I hope they will, but I don’t see why they wouldn’t. Passive houses save 90% of energy consumption, which is a number any homeowner could appreciate. Even if a person isn’t interested in sustainability, they would save so much money in energy costs that it still makes sense to live in a passive house. Building a house is an investment though, and the economy would probably need to improve before a large number of Americans build new homes.
It seems like Passive Houses are becoming more popular in the United States. The houses started out being built in Germany, Austria, and Scandinavia. In January 2008, Passive Houses US was formed and became approved to certify houses in the US as “passive houses.” It is likely that this trend hasn’t caught like it has elsewhere because of our recent economic issues. The United States as a whole is heading quickly toward the “green revolution,” so hopefully Passive Houses will begin catching on too! As of January 2010, only thirteen Passive Houses were built in the US, most of them in OR, MN, and IL.
The Passive House designed home can save up to 90% of heating and energy use.

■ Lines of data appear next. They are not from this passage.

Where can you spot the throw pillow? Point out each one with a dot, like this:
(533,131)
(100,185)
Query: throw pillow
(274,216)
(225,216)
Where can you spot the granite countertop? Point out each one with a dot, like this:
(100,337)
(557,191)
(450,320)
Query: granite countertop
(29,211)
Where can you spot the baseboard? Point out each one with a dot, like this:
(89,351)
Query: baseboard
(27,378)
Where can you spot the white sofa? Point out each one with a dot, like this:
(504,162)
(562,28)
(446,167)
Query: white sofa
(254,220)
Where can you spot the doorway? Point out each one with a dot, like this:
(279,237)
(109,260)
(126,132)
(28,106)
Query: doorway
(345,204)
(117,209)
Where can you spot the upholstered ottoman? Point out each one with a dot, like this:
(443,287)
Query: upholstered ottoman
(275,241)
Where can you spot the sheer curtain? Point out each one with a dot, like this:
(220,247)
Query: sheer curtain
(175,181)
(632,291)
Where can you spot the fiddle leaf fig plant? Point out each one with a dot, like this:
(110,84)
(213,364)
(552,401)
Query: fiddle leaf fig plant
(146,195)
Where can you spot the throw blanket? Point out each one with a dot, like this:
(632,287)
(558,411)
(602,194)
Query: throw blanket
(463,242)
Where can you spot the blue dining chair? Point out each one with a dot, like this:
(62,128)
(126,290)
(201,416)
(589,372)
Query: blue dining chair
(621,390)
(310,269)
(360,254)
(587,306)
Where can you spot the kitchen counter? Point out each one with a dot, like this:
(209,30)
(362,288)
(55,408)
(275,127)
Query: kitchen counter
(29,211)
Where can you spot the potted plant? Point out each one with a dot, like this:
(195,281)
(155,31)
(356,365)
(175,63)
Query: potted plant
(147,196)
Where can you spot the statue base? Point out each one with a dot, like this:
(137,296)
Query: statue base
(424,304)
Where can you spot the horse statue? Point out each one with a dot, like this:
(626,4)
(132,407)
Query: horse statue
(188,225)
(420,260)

In the United States, the Passive House design has not taken off like in other parts of the world, but with rising fuel costs and the economic downturn, it seems this technology should and will be scrutinized further. According to the US Energy Information Administration, 48% of greenhouse gas emissions and 76% of electricity being generated in the United States goes to supply the building sector. It is possible to modify existing buildings along with constructing new buildings to utilize this technology. Will this technology take off? Yes, I believe it will. As more and more families and businesses struggle to cover the cost of heating and cooling, they will begin to look for better options. Not only will Passive Homes and Buildings lower energy consumption, it will reduce greenhouse gas emmisions.
I think passive houses may become more popular, however I don’t think they will be the norm for housing in the near future. Americans have different expectations for what they expect a house to look like, and passive houses for now go against that norm. I believe most Americans would consider them to look “foreign.” It is a great concept and I hope it becomes the norm.